Murdock is the first woman to win a medal in shooting at the Summer Olympics and the first to win an individual open World Shooting Championship. In international competition Murdock set four individual world records and nine team world records. She is a member of five halls of fame, including the USA Shooting Hall of Fame and the Kansas Sports Hall of Fame.

==Early years==

"My first year at K-State, I couldn't shoot on the team because I was a female. I could practice with the K-State team but I couldn't be on the team. They got a new coach and he thought it would be a good idea for me to be on the team since I was shooting better than everyone else."
— Murdock, reminiscing in 2011

Margaret L. Thompson was born August 25, 1942, in Topeka, Kansas. While growing up during the 1950s, she learned how to shoot by following her father to the rifle range.
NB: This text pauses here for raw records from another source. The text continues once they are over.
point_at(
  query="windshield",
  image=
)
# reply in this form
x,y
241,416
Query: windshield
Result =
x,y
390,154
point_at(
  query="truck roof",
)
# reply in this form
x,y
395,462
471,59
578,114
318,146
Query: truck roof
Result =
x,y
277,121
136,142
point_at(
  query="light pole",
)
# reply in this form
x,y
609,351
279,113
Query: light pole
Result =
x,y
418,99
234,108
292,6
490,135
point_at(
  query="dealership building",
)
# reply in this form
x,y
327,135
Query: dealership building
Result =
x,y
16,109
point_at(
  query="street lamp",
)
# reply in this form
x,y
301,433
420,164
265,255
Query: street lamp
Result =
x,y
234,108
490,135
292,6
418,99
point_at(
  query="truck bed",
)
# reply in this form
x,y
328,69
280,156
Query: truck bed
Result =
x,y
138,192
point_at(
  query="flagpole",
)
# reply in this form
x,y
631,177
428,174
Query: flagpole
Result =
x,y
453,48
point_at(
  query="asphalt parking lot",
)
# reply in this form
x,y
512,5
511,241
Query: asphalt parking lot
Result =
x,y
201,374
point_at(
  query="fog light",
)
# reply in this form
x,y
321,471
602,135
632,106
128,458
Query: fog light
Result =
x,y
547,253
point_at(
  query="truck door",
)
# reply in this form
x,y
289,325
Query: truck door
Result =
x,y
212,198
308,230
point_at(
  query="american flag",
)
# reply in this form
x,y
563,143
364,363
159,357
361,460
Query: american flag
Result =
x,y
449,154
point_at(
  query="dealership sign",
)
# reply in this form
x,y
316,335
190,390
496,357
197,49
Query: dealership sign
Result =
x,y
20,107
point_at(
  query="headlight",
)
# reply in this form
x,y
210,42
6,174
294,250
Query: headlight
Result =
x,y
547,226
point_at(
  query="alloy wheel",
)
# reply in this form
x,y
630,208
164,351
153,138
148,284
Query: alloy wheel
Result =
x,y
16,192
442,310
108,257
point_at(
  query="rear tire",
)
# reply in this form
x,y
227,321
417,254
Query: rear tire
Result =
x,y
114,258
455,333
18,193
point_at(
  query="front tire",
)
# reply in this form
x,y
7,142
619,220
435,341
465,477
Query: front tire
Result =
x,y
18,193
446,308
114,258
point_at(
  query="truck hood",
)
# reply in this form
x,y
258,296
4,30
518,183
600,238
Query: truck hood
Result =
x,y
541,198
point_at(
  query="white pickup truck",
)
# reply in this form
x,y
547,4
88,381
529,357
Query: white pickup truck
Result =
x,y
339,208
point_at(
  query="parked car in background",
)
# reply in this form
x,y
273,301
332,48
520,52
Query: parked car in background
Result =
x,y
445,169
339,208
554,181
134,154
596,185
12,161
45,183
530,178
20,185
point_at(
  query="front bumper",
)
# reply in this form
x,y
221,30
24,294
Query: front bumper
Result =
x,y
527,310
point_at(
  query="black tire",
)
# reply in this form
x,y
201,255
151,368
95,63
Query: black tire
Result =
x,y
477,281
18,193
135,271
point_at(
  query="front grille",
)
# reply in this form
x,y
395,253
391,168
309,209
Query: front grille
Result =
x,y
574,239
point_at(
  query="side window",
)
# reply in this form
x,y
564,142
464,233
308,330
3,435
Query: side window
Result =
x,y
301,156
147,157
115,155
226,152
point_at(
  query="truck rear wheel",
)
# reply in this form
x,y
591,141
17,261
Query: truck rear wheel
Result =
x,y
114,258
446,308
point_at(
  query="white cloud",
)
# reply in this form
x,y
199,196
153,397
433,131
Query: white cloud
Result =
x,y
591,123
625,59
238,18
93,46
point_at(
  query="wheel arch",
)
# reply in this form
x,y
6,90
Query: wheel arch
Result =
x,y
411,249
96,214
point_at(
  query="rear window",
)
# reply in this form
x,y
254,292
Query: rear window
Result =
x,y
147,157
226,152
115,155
She graduated from Hayden High School, then attended Kansas State University, where she competed on the men's rifle team winning two Big Eight Conference championships and became the university's first female student to earn a varsity letter. The team practiced with 5th Army Rifle Team at Fort Riley, which led to a four-year stint in the U.S. Army, where she was assigned as a shooting instructor at Fort Benning, eventually achieving the rank of major.

==Competitions==
Murdock was the 1966 World Champion in Women's Standard Rifle. In 1967 she won two gold medals in small-bore rifle at the Pan American Games and set a world record, for men or women, in the kneeling rifle shooting.

Murdock narrowly missed qualifying for the 1968 games in Mexico City. She became the first woman ever on the U.S. Olympic shooting team (in 1976) and the first woman to win a medal in shooting at the Olympic Games. At the final, her score was tied with Lanny Bassham, the U.S. team captain, but she was bumped down to silver because of a tie-break rule weighting the last 10 shots. Olympic rules forbade a shoot-off, which Bassham had requested. During the national anthem, Bassham pulled Murdock up to stand with him on the gold medal spot at the podium. In 1992 she was named to the U.S. International Shooting Hall of Fame.

==Post-competition career==
Murdock retired from competitive shooting at age 35, becoming a registered nurse, specializing in anesthesia.